Derartige Versuche, das Publikum in die Opernsäle zu locken, die so altertümlich anmuten wie das Wohnzimmer von Richard Wagner persönlich, haben das Publikum jedenfalls weniger verärgert, als die Netflix-Lohengrin-Aufführung im peinlich berührten Nürnberger Staatstheater, das froh darüber sein konnte, dass sich die Berichterstattung überwiegend auf die gelungenen Aspekte der Darbietung konzentrierte. Nun fällt es plötzlich auf, dass sich die Oper verändert hat und offenbar dem Mainstream-Geschmack Tribut zollt.
Plädoyer
Daher wird es höchste Zeit, für die Oper eine Lanze zu brechen: Noch hat sie in ihrem Schatzkästlein die Diamanten des Repertoires vergangener Zeiten, die gelegentlich hervorzuholen sie gottlob nicht müde wird. Wagners Klassiker werden auch heute noch – vor allem in Bayreuth – mit Bewusstsein für Klassik, Klasse und einer gewissen Extravaganz aufgeführt. Kleine Ausflüge in Phantasiewelten, wie in Nürnberg, sind wohl zu verschmerzen, handelt es sich bei Lohengrin doch – wie in Game of Thrones auch - um einen Mythos. Noch beherrscht die Oper die ganze Klaviatur künstlerischer Gestaltungs- und Ausdrucksmittel.
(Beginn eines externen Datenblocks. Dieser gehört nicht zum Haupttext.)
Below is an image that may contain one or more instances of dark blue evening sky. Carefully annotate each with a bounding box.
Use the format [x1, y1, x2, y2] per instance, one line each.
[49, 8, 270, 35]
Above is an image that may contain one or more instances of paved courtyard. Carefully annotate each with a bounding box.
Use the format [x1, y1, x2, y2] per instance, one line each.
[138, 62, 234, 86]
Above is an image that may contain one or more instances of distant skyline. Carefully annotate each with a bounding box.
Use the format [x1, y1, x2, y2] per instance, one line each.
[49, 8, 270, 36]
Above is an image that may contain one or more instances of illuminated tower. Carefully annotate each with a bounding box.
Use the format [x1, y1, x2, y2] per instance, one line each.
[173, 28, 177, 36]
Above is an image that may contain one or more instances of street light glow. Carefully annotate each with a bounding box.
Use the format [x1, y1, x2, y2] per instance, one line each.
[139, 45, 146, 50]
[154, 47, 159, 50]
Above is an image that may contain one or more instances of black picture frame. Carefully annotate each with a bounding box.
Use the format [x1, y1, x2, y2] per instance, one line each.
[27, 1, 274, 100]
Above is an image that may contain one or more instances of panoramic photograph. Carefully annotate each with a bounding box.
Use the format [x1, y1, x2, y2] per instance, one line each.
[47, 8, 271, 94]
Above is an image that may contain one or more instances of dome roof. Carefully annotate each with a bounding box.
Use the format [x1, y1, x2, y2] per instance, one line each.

Sie ist, mal
leidenschaftlich
(Carmen),
romantisch
(Madama Butterfly),
düster
(Rigoletto),
symbolgeladen
(Maria de Buenos Aires), mal mit Mythen überladen (Lohengrin), mal akkurat und natürlich ist sie – wie das Privatfernsehen und Binge-Watching-Serien auch - brutaler und sexier denn je (Letzteres ist wohl auch den neuen Operndiven zu verdanken, die nicht mehr die klassische Walküre von Wagner verkörpern, sondern eher die elegante Grazie einer Balletttänzerin).
Fazit: Die Oper bringt noch immer alle Schattierungen menschlicher Emotionen zum Ausdruck, und das so gut, wie alle Musiker, die mitwirken: Mit Exzellenz und Eleganz.